I primi anni e l’esperienza napoletana
Giovanni Boccaccio nasce nel 1313, non è certo se a Firenze o a Certaldo (villaggio nei pressi di Firenze), figlio naturale di Boccaccino di Chellino e di una donna di cui non si hanno notizie, probabilmente di umili condizioni.
Il padre, mercante, lo accoglie in casa propria e, nel 1327, lo porta con sé a Napoli, dove si è trasferito come rappresentante della compagnia dei Bardi, potenti banchieri fiorentini. Spera così che il figlio, attraverso la pratica, si appassioni al mondo della finanza, degli affari e dei commerci. L’interesse per la letteratura avrà però definitivamente il sopravvento.
Accolto alla corte di Roberto II d’Angiò, Giovanni stringe amicizia con personalità importanti, ma condivide anche la vita spensierata ed elegante dei giovani aristocratici suoi coetanei, che, non badando alle differenze sociali, lo considerano uno di loro.

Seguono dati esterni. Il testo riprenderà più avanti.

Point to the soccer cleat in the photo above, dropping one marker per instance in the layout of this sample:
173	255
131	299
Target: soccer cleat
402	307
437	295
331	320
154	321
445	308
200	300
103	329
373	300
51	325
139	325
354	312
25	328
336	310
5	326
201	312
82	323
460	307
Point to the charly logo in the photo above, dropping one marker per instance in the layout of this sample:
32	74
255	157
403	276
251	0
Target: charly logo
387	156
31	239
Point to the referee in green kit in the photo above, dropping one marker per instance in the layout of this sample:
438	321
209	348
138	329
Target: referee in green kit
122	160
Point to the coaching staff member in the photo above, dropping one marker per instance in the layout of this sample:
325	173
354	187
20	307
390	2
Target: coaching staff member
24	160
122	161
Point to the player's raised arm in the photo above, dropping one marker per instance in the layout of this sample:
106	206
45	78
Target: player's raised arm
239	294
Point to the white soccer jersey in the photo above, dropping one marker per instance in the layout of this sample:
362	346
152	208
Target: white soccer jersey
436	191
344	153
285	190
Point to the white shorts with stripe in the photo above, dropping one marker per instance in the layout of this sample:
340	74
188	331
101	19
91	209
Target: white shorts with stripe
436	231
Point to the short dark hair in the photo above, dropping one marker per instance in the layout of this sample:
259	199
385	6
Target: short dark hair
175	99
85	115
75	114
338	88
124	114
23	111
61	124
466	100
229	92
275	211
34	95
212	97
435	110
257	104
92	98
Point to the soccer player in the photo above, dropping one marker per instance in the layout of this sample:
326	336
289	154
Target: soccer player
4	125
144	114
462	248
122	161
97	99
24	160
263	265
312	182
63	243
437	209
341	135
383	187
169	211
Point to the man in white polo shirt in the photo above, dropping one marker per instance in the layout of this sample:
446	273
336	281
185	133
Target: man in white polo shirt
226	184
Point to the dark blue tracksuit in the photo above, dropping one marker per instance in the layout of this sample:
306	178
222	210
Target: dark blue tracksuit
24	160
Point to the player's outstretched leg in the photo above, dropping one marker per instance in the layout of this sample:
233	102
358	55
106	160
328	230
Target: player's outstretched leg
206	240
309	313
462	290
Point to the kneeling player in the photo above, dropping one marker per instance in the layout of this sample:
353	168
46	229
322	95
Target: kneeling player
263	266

Il soggiorno napoletano è importante perché consente allo scrittore un’osservazione attenta della varia umanità presente nella città campana, che, sempre nel Decameron, Boccaccio saprà rappresentare nelle sue diverse componenti sociali: nobiltà, borghesia, popolo. A questi stessi anni risale la composizione delle prime opere: le Rime, il Filocolo, la Caccia di Diana, il Filostrato, il Teseida.
A Napoli Boccaccio incontra una donna, che indicherà con lo pseudonimo di Fiammetta. L’incontro è descritto nel Filocolo prendendo a modello quello tra Dante e Beatrice nella Vita nuova. Boccaccio nota Fiammetta in una chiesa e subito se ne innamora: la «mirabile bellezza» della donna genera in lui un «tremore» che inizialmente lo spaventa, prima che accetti di buon grado la “servitù d’amore”.